Detail from THE POPE'S LITTLE TWO-MOVER

     To give some idea of the detail in the original 10 × 8 inch (25 × 20 cm) painting, the tiny blue squares on the book cover are ¼-inch (6.5 mm) across. The dark knight's head is one inch (2.5 cm) from nose to mane.

     The knight is the only piece that bears a realistic semblance to the thing it symbolizes, a mounted soldier. The most familiar piece shapes were designed by early 19th century artist Nathaniel Cook, who patented them in March 1849. His knight pattern was inspired by the Parthenon Frieze in the Elgin Marbles.

     Chess originated in India and Persia during the 5th century. It is a war game and the pieces are derivative of the divisions in the Indian army of that era. The modern names of the pieces reflect the arrival of the game in European countries around the year 1000.

     Originally, the pawn was an infantry soldier, the knight a mounted warrior.
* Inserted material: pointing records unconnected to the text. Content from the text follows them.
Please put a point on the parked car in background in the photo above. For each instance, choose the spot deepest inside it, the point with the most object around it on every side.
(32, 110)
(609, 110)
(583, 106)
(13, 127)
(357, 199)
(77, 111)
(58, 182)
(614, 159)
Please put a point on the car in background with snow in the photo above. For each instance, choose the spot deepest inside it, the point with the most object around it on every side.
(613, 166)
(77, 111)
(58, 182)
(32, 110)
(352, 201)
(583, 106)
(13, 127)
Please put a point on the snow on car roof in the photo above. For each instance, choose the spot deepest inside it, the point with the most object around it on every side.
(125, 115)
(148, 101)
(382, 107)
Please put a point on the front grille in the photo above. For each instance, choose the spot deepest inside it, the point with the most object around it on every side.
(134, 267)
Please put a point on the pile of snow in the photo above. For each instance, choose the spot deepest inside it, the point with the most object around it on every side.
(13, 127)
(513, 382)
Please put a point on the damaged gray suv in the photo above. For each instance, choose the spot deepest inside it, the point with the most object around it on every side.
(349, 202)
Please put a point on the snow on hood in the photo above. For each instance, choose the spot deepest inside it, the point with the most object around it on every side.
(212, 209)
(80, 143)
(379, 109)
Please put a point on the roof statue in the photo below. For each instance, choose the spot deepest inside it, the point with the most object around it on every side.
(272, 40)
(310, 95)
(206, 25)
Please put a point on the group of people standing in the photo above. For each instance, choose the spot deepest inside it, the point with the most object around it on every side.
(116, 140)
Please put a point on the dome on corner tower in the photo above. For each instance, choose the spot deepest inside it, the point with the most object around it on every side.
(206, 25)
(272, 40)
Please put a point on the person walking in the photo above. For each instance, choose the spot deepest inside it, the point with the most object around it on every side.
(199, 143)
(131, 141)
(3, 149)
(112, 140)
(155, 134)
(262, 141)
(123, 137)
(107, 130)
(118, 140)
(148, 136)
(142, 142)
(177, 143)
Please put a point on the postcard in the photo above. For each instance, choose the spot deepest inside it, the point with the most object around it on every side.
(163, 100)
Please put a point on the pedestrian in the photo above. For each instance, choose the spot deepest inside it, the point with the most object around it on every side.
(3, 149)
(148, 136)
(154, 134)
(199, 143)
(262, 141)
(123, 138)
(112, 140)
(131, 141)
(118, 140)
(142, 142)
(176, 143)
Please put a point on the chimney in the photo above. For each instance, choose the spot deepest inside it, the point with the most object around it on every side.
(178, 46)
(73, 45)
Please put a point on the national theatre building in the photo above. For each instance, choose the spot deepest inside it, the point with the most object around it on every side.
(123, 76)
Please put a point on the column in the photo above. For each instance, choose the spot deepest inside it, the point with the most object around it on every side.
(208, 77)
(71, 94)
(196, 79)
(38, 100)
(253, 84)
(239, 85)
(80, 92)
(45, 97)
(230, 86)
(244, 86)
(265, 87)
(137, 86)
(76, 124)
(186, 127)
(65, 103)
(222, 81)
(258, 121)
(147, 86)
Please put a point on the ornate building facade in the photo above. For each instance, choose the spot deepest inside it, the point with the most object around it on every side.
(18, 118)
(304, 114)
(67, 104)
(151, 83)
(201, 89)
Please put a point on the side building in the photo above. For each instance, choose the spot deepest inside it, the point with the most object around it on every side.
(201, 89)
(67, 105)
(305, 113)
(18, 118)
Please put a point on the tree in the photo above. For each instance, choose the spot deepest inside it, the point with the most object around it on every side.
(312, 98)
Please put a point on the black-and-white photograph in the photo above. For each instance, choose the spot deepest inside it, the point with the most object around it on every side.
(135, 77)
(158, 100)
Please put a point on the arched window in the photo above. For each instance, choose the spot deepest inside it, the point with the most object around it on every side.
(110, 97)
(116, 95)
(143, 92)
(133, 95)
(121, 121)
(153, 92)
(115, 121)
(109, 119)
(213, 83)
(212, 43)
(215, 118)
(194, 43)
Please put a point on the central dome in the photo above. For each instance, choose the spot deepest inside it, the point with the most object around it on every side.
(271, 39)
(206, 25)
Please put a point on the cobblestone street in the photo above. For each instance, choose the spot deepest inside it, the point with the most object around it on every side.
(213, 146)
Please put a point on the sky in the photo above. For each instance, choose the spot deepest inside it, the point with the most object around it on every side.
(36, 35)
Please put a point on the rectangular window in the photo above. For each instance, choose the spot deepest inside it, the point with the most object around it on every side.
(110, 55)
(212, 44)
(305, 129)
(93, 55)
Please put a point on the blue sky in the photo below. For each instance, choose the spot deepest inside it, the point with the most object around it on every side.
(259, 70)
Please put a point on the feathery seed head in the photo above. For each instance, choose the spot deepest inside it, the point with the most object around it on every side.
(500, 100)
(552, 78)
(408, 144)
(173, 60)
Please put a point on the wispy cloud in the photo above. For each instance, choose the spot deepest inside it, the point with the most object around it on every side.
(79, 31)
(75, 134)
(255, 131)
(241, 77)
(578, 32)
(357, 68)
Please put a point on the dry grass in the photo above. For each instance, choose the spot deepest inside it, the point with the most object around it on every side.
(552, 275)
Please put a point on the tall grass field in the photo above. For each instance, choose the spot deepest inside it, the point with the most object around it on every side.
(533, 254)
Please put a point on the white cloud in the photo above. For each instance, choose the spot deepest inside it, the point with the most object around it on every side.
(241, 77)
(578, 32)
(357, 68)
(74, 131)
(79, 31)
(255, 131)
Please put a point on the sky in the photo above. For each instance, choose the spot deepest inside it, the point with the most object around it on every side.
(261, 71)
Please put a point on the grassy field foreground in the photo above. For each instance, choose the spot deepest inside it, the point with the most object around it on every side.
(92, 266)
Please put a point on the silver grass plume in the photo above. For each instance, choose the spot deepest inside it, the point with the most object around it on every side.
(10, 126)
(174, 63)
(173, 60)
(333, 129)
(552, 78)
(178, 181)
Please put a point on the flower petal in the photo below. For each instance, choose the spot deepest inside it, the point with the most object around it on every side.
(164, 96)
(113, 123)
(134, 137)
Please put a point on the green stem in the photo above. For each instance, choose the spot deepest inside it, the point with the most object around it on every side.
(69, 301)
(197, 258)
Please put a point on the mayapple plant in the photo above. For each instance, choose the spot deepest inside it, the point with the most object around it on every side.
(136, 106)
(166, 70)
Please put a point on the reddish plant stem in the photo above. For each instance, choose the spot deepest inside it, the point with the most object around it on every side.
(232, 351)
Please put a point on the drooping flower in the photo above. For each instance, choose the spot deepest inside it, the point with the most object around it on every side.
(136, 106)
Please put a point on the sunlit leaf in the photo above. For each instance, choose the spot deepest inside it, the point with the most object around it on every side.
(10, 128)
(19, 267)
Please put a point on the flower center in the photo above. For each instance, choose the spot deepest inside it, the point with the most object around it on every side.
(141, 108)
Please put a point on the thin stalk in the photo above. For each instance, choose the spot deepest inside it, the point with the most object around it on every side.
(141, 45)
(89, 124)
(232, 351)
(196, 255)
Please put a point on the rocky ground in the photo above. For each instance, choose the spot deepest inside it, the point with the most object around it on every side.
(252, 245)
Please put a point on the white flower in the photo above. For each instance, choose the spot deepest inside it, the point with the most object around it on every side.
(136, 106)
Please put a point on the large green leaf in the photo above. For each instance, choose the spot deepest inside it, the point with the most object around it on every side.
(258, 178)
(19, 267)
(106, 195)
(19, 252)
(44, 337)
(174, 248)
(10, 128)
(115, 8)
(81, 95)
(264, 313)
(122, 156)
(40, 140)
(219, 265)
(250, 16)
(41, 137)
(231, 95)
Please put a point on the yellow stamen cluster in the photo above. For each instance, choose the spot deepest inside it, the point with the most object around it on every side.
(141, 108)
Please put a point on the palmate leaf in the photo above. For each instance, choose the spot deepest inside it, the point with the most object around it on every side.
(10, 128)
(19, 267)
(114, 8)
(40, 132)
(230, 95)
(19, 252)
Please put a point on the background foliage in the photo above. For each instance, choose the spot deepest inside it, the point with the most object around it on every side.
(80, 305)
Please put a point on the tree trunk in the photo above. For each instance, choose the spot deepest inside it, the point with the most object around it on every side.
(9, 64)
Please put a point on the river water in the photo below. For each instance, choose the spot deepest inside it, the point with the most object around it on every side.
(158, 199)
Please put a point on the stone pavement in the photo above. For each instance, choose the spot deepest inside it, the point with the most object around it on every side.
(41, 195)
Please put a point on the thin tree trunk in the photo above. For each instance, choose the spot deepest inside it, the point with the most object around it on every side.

The bishop's shape is thought to represent a miter, the liturgical headwear of a bishop. It's actually the tusk of the Indian army elephant, with a ball affixed onto the tip and with the mouth of the beast symbolized by the slot. The rook derives its name from the ancient Sanskrit word rukh, meaning chariot. There was no queen in the Indian army; but rather a vizier, an advisor or general. Finally, in Sanskrit the king is shah and we still speak that ancient tongue when we say "check" or "checkmate." We are actually saying shah and shah mat, meaning the king is under attack or hopelessly trapped.